Un exemple révélateur de ce décalage est la différence de réaction des adultes face à la participation des jeunes aux élections et aux mouvements sociaux. En 2021, lors des élections à la Chambre des représentants, des campagnes ont exhorté les jeunes à voter, soulignant la nécessité d’augmenter la participation électorale des jeunes. Pourtant, dans le même temps, lorsque les jeunes ont rejoint les manifestations mondiales pour le climat parallèlement à la conférence COP26, leur militantisme a suscité de vives critiques. Certains participants ont été victimes de harcèlement en ligne. Aujourd’hui, de nombreux jeunes militants assistent aux conférences de presse le visage couvert ou utilisent des pseudonymes pour éviter les réactions négatives qui pourraient nuire à leurs perspectives d’emploi. Cette contradiction révèle une vision plus profonde de la société : celle que les jeunes sont intrinsèquement immatures.

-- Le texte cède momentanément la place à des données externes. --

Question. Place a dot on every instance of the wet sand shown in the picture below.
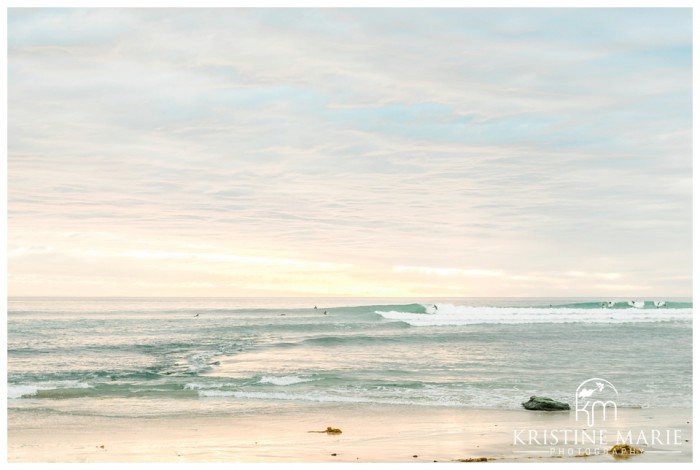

A l’approche des élections, les adultes disent “Allez voter”, en soulignant le faible taux de participation des jeunes comme un problème. Mais ils attendent des jeunes qu’ils participent uniquement à des systèmes conçus et contrôlés par des adultes, en choisissant parmi des candidats adultes, des programmes rédigés par des adultes et des processus électoraux gérés par des adultes.

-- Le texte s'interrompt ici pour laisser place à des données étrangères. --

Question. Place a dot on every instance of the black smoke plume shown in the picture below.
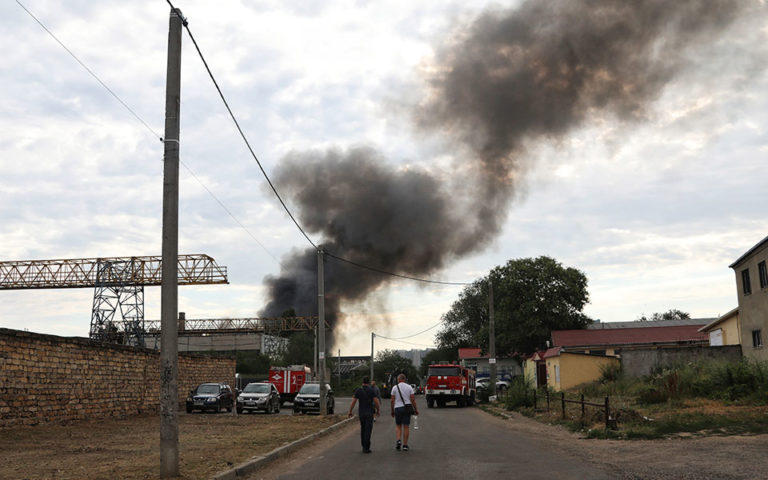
(509, 79)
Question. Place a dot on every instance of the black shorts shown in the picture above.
(402, 417)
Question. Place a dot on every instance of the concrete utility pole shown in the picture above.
(491, 339)
(169, 342)
(373, 335)
(321, 329)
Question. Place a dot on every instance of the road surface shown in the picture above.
(451, 443)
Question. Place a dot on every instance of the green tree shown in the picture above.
(300, 349)
(532, 297)
(389, 361)
(437, 355)
(673, 314)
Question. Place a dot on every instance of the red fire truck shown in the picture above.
(288, 380)
(450, 382)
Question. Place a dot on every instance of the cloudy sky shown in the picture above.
(638, 157)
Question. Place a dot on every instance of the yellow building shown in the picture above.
(725, 330)
(567, 370)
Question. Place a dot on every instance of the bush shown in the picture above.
(518, 395)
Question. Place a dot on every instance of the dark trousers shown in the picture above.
(366, 427)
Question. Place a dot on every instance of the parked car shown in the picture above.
(483, 383)
(308, 399)
(259, 396)
(211, 396)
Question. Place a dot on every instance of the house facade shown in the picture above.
(724, 330)
(752, 290)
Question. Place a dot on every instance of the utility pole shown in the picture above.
(373, 335)
(491, 339)
(169, 342)
(321, 329)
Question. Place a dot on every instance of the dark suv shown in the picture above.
(211, 396)
(308, 399)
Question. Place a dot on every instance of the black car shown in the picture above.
(308, 399)
(211, 396)
(259, 396)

Pourtant, lorsque les jeunes prennent des mesures pour exercer une influence plus directe, par exemple en plaidant pour l’abaissement de l’âge requis pour se présenter aux élections, on leur répond qu’il est “trop tôt”. Lorsqu’ils organisent leurs propres manifestations, ils sont accueillis avec mépris : “Les étudiants doivent étudier”, leur dit-on.
Ces réactions découlent d’une conviction persistante selon laquelle les jeunes ne sont pas des citoyens à part entière, mais des personnes fragiles et dépendantes qui ont besoin d’être surveillées. Cette mentalité continue de façonner la façon dont les jeunes se perçoivent. Beaucoup intériorisent les attentes des adultes, hésitent à penser ou à agir de manière indépendante et remettent constamment en question la façon dont ils sont perçus. Au final, ils apprennent à ne pas s’exprimer, mais à rester dans les limites que les adultes leur ont fixées.
“Nous devons changer afin de résoudre nous-mêmes les problèmes sociaux et de donner plus de pouvoir aux jeunes”, assure Murohashi Yuki. “C’est la première étape vers l’enracinement d’une véritable démocratie au Japon.”